La Commission européenne a confirmé avoir reçu la lettre de l'ACT et a indiqué qu'elle en examinait le contenu. Si elle est convaincue par les arguments présentés, elle pourrait lancer une procédure pour que les systèmes d'appareils TV connectés soient soumis au DMA, ce qui limiterait leur champ d'action et les obligerait à respecter les principes de concurrence tels qu'ils sont prévus par la législation européenne.
Gemini, Alexa, Siri et ChatGPT sous le coup du DMA ?
Dans sa lancée, les diffuseurs s'attaquent aussi aux assistants virtuels, comme Google Assistant/Gemini, Alexa ou Siri, mais aussi aux nouveaux acteurs IA comme ChatGPT. Ils estiment que ces outils doivent être considérés comme des intermédiaires au sens du DMA, alors que les utilisateurs leur font de plus en plus confiance pour les guider dans leurs choix. Là encore, le danger est que ces assistants manquent d'objectivité et recommandent des services provenant de leur propre écosystème.
“L’absence de désignation des assistants virtuels crée un vide réglementaire, permettant à de puissants assistants IA de devenir de facto des gardes-fous du contenu médiatique via les téléphones mobiles, les enceintes intelligentes et les services d’infodivertissement radio embarqués, sans être soumis aux obligations de la DMA”, indiquent les plateformes de contenus.

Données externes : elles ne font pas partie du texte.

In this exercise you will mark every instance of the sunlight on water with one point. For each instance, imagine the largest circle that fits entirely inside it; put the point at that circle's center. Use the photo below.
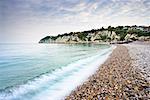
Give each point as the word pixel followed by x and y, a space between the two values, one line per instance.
pixel 44 70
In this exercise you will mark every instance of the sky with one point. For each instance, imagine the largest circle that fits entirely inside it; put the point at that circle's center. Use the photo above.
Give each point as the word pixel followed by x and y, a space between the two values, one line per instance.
pixel 27 21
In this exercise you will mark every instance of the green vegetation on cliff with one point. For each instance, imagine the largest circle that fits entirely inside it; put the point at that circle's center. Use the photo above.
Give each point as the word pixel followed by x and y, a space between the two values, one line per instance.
pixel 110 34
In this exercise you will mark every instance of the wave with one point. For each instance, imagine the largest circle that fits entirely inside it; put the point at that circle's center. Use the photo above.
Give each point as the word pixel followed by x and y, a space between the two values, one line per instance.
pixel 59 83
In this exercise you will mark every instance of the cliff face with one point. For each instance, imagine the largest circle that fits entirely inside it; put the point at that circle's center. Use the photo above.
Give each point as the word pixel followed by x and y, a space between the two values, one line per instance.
pixel 101 36
pixel 96 36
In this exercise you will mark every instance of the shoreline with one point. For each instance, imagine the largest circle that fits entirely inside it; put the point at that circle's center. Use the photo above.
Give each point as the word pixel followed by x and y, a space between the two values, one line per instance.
pixel 117 78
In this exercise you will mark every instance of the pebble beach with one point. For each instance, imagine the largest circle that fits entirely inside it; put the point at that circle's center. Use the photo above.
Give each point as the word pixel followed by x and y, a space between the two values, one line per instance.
pixel 123 76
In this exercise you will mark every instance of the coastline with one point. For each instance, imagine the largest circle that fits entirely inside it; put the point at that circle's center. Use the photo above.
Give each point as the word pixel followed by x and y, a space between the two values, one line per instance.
pixel 117 79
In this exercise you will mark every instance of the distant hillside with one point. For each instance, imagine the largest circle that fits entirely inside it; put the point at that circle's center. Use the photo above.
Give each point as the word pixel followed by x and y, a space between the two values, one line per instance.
pixel 109 35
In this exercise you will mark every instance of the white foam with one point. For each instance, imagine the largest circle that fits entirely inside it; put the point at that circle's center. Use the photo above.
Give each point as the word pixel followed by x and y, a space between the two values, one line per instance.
pixel 60 83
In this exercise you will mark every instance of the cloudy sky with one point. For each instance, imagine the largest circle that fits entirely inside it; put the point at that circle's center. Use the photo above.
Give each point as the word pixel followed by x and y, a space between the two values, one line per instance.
pixel 30 20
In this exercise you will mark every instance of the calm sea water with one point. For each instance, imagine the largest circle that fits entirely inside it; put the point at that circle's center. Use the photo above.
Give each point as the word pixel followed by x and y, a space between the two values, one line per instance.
pixel 46 71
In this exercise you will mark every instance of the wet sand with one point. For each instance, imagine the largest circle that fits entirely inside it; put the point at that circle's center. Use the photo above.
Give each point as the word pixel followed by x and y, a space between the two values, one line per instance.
pixel 116 79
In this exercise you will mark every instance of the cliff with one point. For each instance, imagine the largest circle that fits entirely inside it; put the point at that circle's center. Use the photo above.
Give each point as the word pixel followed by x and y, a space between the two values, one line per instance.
pixel 109 35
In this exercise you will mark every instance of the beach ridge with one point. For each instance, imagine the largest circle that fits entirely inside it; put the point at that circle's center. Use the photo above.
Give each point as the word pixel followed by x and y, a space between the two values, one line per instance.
pixel 116 79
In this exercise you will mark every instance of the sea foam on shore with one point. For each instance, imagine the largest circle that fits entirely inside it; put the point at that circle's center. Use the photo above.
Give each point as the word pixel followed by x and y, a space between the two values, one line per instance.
pixel 60 83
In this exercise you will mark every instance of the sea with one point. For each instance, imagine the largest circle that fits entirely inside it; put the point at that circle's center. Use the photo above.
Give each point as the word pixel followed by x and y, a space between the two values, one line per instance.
pixel 47 71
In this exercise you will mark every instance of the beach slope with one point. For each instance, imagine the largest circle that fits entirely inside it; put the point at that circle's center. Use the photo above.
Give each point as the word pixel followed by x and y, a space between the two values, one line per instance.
pixel 116 79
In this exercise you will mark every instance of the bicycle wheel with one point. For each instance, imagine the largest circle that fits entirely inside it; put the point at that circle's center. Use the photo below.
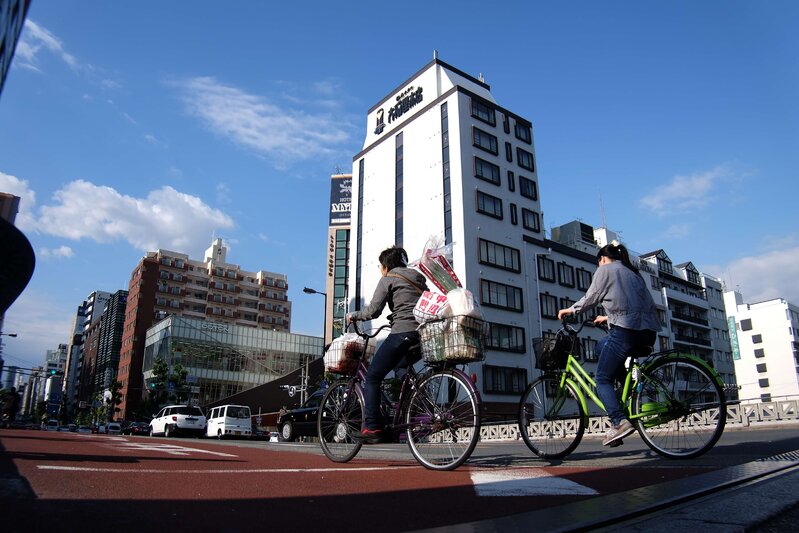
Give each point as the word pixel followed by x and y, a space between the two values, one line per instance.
pixel 551 419
pixel 682 406
pixel 443 418
pixel 339 421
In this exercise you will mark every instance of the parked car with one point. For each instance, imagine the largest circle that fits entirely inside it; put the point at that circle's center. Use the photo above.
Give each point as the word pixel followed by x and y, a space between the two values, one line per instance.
pixel 136 428
pixel 300 422
pixel 178 419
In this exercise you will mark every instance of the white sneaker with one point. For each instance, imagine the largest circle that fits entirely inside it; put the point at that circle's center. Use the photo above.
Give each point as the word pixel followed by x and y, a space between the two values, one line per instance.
pixel 618 432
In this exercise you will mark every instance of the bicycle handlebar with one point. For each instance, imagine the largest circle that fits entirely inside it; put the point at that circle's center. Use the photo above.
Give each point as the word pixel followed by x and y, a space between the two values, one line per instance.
pixel 572 331
pixel 365 335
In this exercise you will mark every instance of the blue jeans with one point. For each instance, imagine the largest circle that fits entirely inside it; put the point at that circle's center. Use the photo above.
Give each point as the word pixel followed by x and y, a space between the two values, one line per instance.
pixel 613 351
pixel 398 351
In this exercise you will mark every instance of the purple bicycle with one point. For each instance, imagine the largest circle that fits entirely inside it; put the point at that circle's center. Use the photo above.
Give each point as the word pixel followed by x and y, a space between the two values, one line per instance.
pixel 438 408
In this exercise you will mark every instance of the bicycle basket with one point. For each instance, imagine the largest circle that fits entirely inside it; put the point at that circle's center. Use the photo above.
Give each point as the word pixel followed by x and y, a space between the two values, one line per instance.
pixel 345 352
pixel 551 353
pixel 455 339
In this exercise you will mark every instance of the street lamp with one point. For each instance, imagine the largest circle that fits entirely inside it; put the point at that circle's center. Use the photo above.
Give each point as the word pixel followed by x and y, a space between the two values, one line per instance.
pixel 308 290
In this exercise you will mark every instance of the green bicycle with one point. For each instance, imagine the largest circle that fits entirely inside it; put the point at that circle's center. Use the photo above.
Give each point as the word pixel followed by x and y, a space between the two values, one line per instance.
pixel 675 401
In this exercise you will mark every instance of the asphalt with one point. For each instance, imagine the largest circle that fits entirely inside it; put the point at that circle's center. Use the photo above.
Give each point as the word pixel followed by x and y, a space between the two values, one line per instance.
pixel 760 496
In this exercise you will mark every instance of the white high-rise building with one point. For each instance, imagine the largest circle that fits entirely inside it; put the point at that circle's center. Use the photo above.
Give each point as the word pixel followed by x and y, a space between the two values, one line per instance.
pixel 765 345
pixel 442 158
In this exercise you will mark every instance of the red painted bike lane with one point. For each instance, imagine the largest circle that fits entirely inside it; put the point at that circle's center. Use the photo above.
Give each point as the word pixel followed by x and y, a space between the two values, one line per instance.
pixel 197 485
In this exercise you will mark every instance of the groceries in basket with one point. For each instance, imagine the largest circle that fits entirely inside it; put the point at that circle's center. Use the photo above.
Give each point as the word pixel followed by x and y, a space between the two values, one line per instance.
pixel 455 339
pixel 345 352
pixel 431 305
pixel 435 263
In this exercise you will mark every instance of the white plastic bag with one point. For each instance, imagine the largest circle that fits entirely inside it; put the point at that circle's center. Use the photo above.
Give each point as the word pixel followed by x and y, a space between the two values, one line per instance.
pixel 461 302
pixel 431 305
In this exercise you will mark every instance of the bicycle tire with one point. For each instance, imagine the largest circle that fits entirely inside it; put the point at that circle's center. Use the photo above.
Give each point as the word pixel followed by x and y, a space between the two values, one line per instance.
pixel 685 416
pixel 443 420
pixel 340 420
pixel 551 424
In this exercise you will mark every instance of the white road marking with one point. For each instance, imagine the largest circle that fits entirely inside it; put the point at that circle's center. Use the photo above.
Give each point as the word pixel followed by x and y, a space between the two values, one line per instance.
pixel 525 482
pixel 217 470
pixel 171 449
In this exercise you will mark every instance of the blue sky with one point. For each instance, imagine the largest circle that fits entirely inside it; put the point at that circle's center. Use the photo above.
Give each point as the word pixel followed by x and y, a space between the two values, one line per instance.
pixel 127 127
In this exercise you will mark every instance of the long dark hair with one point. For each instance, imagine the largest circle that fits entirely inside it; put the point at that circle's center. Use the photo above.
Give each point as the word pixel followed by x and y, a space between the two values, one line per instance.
pixel 617 252
pixel 393 257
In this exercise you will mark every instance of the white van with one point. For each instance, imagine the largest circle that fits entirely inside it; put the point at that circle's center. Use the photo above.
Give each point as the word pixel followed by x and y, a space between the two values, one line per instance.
pixel 229 421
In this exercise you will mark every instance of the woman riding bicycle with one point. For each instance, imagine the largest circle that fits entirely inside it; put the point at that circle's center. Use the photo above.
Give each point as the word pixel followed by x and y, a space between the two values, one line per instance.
pixel 400 288
pixel 633 321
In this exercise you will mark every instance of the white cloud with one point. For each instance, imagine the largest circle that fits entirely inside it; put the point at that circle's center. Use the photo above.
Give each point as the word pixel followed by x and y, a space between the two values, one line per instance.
pixel 264 127
pixel 62 252
pixel 770 274
pixel 19 187
pixel 36 38
pixel 688 193
pixel 166 218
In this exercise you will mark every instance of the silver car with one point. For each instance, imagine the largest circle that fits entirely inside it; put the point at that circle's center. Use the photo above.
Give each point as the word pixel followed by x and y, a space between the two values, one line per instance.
pixel 175 420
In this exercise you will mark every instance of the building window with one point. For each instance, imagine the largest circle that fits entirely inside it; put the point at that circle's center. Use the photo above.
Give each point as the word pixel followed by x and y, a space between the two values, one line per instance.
pixel 489 205
pixel 583 279
pixel 523 133
pixel 485 141
pixel 531 220
pixel 527 188
pixel 546 268
pixel 506 338
pixel 525 159
pixel 504 380
pixel 499 295
pixel 566 275
pixel 589 350
pixel 483 112
pixel 486 171
pixel 500 256
pixel 549 306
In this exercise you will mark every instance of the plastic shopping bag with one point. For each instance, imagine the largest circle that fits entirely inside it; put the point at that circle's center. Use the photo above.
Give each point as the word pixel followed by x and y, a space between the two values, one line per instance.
pixel 431 305
pixel 435 263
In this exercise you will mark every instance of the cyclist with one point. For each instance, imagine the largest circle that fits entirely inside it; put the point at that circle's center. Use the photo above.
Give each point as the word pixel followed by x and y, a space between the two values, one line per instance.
pixel 400 288
pixel 633 321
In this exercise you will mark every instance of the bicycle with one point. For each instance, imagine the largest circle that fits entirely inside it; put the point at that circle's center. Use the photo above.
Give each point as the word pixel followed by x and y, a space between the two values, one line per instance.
pixel 438 408
pixel 675 401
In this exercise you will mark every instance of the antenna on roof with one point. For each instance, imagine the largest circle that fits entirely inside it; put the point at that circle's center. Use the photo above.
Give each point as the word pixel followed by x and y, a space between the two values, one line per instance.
pixel 602 212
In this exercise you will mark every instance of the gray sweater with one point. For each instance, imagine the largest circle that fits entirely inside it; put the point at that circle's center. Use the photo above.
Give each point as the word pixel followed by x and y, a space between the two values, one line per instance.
pixel 400 296
pixel 624 296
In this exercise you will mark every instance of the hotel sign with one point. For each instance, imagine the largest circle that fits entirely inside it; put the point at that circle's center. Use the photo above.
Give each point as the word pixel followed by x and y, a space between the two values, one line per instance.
pixel 405 101
pixel 340 200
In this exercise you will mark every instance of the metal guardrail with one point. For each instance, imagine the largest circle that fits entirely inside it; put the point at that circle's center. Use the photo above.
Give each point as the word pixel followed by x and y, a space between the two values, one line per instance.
pixel 741 415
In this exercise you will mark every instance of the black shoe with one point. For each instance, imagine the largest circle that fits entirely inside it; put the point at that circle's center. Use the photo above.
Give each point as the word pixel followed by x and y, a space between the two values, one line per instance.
pixel 369 436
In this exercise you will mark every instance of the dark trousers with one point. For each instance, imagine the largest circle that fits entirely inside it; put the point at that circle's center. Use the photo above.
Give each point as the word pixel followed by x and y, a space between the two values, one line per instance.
pixel 398 351
pixel 613 350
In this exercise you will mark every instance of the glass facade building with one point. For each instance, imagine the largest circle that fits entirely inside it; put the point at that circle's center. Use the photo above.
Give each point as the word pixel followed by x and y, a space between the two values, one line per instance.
pixel 225 359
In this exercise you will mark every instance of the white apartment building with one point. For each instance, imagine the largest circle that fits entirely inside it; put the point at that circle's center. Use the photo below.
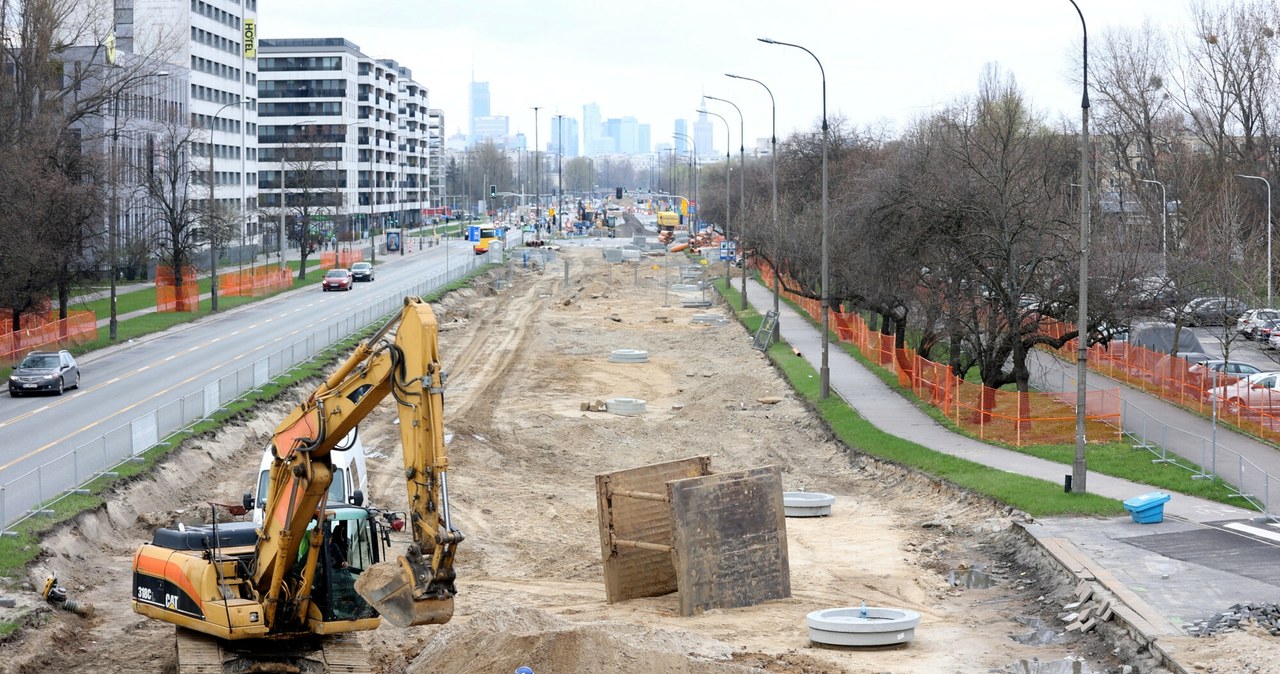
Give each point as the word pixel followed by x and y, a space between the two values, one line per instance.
pixel 215 40
pixel 371 120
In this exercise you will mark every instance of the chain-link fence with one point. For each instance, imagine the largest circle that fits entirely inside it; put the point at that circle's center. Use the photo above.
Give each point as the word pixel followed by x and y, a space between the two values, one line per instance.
pixel 36 491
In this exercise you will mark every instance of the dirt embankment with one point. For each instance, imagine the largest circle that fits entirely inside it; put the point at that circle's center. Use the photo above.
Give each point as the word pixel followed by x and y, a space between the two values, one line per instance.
pixel 522 463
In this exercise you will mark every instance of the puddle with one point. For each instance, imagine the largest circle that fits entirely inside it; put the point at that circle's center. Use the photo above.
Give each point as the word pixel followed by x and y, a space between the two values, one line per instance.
pixel 1068 665
pixel 973 578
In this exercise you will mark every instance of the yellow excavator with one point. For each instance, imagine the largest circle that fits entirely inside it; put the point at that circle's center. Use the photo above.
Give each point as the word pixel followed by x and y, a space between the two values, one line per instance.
pixel 286 596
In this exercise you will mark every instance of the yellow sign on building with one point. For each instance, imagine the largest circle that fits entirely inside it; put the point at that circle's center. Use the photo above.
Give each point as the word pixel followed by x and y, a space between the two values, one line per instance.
pixel 250 39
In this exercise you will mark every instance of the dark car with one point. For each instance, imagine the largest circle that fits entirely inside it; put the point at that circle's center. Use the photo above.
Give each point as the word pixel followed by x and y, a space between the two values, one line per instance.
pixel 1214 311
pixel 337 279
pixel 44 371
pixel 362 271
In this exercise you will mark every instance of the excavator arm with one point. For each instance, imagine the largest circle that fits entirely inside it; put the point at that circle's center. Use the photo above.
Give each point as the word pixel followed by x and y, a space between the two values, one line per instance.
pixel 417 588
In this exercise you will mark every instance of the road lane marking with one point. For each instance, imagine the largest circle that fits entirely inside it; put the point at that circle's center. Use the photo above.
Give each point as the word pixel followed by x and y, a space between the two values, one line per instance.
pixel 167 390
pixel 1253 531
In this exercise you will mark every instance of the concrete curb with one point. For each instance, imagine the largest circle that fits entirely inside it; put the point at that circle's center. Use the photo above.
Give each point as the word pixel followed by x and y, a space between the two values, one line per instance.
pixel 1143 623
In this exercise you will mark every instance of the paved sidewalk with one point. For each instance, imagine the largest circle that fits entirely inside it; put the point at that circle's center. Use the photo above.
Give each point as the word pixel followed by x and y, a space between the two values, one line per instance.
pixel 1161 592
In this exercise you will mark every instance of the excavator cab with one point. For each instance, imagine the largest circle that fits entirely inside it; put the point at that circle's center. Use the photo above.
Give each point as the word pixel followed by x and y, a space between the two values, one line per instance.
pixel 351 546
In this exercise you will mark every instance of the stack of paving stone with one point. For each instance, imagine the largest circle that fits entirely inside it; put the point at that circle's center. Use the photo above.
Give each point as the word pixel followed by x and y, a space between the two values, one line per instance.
pixel 1265 615
pixel 1088 609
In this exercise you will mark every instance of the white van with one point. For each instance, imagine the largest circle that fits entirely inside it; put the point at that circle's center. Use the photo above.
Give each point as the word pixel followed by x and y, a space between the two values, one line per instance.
pixel 348 475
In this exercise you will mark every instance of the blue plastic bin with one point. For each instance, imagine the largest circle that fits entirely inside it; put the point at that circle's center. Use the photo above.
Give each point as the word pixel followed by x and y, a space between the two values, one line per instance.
pixel 1148 508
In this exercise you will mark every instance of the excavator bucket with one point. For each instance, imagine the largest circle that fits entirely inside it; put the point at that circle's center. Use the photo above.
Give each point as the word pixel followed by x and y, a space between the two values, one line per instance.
pixel 389 587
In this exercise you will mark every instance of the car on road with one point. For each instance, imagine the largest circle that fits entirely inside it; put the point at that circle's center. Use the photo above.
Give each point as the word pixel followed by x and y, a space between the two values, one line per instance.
pixel 1232 368
pixel 338 279
pixel 1249 321
pixel 1210 311
pixel 1262 333
pixel 362 271
pixel 1238 390
pixel 45 371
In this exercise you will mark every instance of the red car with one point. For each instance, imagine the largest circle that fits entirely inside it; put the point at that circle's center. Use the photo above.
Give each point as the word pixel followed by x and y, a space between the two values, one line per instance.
pixel 338 279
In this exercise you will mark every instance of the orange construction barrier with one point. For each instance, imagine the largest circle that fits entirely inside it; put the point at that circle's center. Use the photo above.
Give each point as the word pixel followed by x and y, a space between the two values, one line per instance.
pixel 172 297
pixel 1018 418
pixel 45 330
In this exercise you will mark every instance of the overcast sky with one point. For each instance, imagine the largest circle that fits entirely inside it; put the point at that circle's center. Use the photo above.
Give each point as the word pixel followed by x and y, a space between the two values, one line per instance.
pixel 886 60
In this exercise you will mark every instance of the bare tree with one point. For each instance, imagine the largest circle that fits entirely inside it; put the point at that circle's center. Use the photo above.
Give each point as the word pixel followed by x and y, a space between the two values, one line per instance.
pixel 167 183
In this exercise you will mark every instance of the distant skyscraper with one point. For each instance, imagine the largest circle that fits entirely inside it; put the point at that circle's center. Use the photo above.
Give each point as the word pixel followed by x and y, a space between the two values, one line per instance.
pixel 570 147
pixel 492 128
pixel 703 140
pixel 681 129
pixel 479 106
pixel 592 131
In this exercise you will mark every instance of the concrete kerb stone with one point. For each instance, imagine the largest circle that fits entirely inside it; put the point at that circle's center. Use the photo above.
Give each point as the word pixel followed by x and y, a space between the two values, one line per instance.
pixel 1139 620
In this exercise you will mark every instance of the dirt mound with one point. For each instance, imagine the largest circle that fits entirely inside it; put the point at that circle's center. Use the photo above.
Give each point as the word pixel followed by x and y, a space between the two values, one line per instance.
pixel 522 463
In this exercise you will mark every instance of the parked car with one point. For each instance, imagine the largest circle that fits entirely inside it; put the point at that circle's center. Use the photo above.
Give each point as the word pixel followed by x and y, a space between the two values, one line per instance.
pixel 337 279
pixel 1237 389
pixel 1233 368
pixel 364 271
pixel 1253 319
pixel 1262 333
pixel 1211 311
pixel 44 371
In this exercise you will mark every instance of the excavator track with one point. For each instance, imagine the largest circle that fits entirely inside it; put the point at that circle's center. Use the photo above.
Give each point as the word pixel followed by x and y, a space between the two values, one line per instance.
pixel 337 654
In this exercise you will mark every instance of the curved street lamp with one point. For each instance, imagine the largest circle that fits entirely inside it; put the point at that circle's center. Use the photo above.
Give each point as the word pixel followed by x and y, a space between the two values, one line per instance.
pixel 741 179
pixel 728 195
pixel 1079 468
pixel 824 371
pixel 693 218
pixel 773 160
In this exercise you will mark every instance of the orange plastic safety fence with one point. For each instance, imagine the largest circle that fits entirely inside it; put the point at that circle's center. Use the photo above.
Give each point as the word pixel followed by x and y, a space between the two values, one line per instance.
pixel 1018 418
pixel 255 282
pixel 48 331
pixel 1160 374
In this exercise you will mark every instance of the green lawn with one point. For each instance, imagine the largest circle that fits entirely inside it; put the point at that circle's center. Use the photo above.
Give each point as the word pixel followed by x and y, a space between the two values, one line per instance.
pixel 1033 495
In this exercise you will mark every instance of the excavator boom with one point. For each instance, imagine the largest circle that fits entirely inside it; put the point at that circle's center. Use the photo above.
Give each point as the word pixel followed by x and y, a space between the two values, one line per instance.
pixel 298 574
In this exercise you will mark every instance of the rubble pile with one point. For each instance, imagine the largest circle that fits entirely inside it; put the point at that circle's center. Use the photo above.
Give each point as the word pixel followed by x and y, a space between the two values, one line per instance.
pixel 1264 615
pixel 1088 609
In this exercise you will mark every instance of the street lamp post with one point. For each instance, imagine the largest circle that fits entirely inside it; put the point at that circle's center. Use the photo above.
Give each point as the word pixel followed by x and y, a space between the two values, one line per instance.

Le DMA s'applique aux services technologiques qui recensent plus de 45 millions d'utilisateurs actifs mensuels et qui génèrent un chiffre d'affaires annuel d'au moins 7,5 milliards d'euros au sein de l'UE, ou dont le propriétaire dispose d'une capitalisation boursière d'au moins 75 milliards d'euros. L'ACT demande à l'UE de soumettre les OS de Smart TV et les assistants virtuels au DMA même s'ils ne répondent pas aux critères quantitatifs cités ci-dessus, sur la base de critères qualitatifs.
La lettre envoyée à la Commission européenne sur l'initiative de l'ACT a aussi été signée par d'autres acteurs de l'audiovisuel : l'Association des radios européennes (AER), l'Union européenne de radiodiffusion (UER), l'association européenne des régies publicitaires de télévision et de radio (EGTA), Confindustria Radio Televisioni (CRTV), Televisión Comercial en Abierto (UTECA) et Verband Österreichischer Privatsender (VOP).